Todo poder tiene como prerrequisito la violencia e implica dominación,
fuerza, explotación. En la historia se manifiesta como la lucha entre el amo y
el esclavo. El amo manda, el subordinado obedece. El poder real –ergo, los
señores del dinero– hizo a un lado a la comunidad, al pueblo, y se apropió del
Estado-nación. Ese poder se fetichizó y todo lo corrompió. En ocasiones, ese
poder domina con la fuerza bruta; con el ejército y la policía e incluso con
grupos paramilitares y mercenarios. En otros períodos usa las elecciones como
mecanismo administrativo de control, domesticación y aturdimiento de las
mayorías, en el marco de un conflicto de clases que pretende ser ocultado
mediante significantes que construyen creencias, saberes, valores, mitos,
doctrinas, paradigmas y fantasías al servicio de la dominación.
Ese poder manufactura estrategias y prácticas colusivas entre banqueros,
empresarios y políticos; prácticas extorsivas y feudales en el corazón de la
modernidad, y discursos enajenantes, encubridores de la realidad, perpetuadores
del statu quo. Es lo que intenta hacer la propaganda mentirosa y de saturación
del régimen de Enrique Peña, en su primer informe de (des)gobierno ahora.
Como sostiene el michoacano Rafael Mendoza Castillo, ningún
concepto es inocuo. Ninguna palabra es inocente oneutral. Todo
concepto, palabra o lenguaje conllevan una intencionalidad y significados
dirigidos a fabricar ilusiones necesarias, realidades distorsionadas.
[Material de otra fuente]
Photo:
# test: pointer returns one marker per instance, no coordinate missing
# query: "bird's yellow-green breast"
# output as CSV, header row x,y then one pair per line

También el adoctrinamiento de las masas como simples espectadoras de la acción,
eso que Noam Chomsky describe como la ingeniería del consenso para el
control elitista de una sociedad de consumidores, que ha cedido el acto de
pensar y de actuar a un sistema que genera imaginarios colonizadores del yo; que
ajusta la conciencia para que funcione un orden social-conformista.
En ese contexto se libra la disputa por la educación, como expresión de
una puja antagónica entre el modelo neoliberal de mercado, con sus parámetros
de eficiencia, calidad y evaluación (de importación made in OCDE y Banco
Mundial), y una educación humanista, autonómica, emancipadora. La opción debe
ser a favor de una pedagogía crítica, impulsada y defendida por educadores
libres, por maestras y maestros erguidos, dignos y contestatarios, como los que
se movilizan en las calles del Distrito Federal bajo la sombra de un cuasi
inminente golpe de mano neodiazordacista.
Sometidos a una campaña de linchamiento mediático por los policías del
pensamiento único, quienes protestan en las calles buscan transformar las
actuales relaciones de la dominación plutocrática. Ante el juego perverso del
poder, y dado que la neutralidad en lo social es una ilusión, es hoy necesario
comprender, entender e interpretar la realidad, para transformarla; hay que romper
con el domesticado consenso pactista y crear un contrapoder de los de abajo, de
los explotados y excluidos. Un doble poder contrahegemónico, con base en el
pensamiento crítico y una acción política constituyente, liberadora. Y como
dice la CNTE, retomando a Brecht, informémonos, eduquémonos, humanicémonos.